There seems to be a special inflated tourist rate all over the Balkans. Oh and then there’s the tourist tax that everywhere seems to add to accommodation prices!
Instead, I walked to the centre of the town and to my surprise I discovered a statue, then another, then another 10! So many statues!
In Skopje there is literally a statue every few metres. The city certainly likes its statues and its marble too! Once I worked my way past a 100 or so statues and past the huge one of Alexander the Great on his horse, I made my way out of the other side trying to find the hostel.
On the website it says ‘we are 15 mins from the centre of the town’ Well it took more like 30 mins. I haven’t yet stayed in a hostel that has good instructions or is realistic with the time it takes to get to them.
Of course I got lost once again and stopped some random people on the street hoping they would speak English, luckily they did.
Rather than pointing and waving their arms, these 2 girls walked with me and helped me to the hostel door. Meeting some friendly people was a good start in the city.
I intended to take the walking tour the next morning but I overslept so went exploring on my own instead. I discovered even more statues, they are everywhere! I do like the city though, it’s clean and friendly and feels like a Budapest/Vienna love child.
There’s even a piece of Paris in the city in the form of an arch and looks exactly like the Arc de Triomphe!
I was also offered a lot of sunglasses during my stay, the seller chased me down the road shouting, Rayban Rayban. Even though I was wearing my £5 boots originals he still persisted.
In the afternoon I met up with Jude who was also in town, stopping off on her way to Sofia. We walked around the old town, had coffee and went to the bazar, a large market.
I’ve never seen so many wedding and jewelry shops, how they can all stay in business is a mystery!
The next day I met up with the girls who showed me to the hostel on the 1st night. Sophie showed me around and talked about the history of Skopje and about how the statues came to be.
The square used to be cobbled but the government sold the stones to Italy for lots of money and then replaced them with a modern equivalent. Apparently the statues are part of the Prime Ministers obsession with Alexander the Great. Well that and money laundering.
What struck me about the city is that it looks clean and modern but the buildings are new but designed to look old. Basically faking history within the town. The old bridge is an original feature as are the Turkish baths and a number of old statues which weren’t on display for all to see.

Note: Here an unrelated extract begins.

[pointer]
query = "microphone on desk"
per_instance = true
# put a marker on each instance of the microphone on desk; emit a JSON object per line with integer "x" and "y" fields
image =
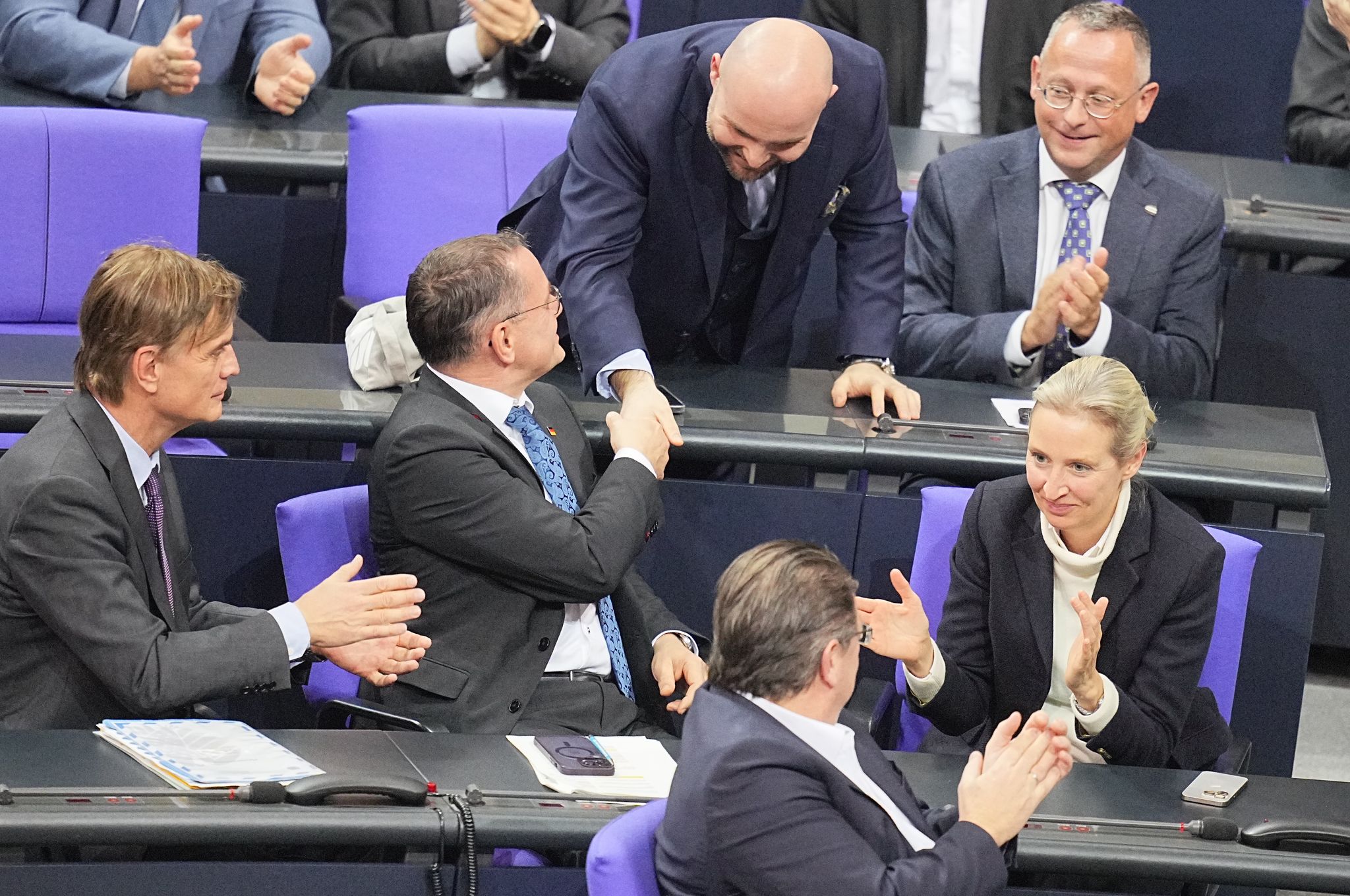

There are definitely too many new/old statues in Skopje but I kind of liked the city. The people were nice and friendly and there was just something about the place that won me over.
The locals I met aren’t too optimistic about Macedonia joining the EU. They don’t see it happening for a long time due to the corrupt government and the fact that the Prime Minister allegedly bribed people to vote for him.
I guess there will be some ‘recommendations’ from Germany about what needs to be changed or maybe that’s just me being cynical!
I will probably go back to Skopje again in the next couple of years and check out the nearby canyons. Apparently you can go caving, rock climbing etc but I think it’s something that’s best done in the summertime.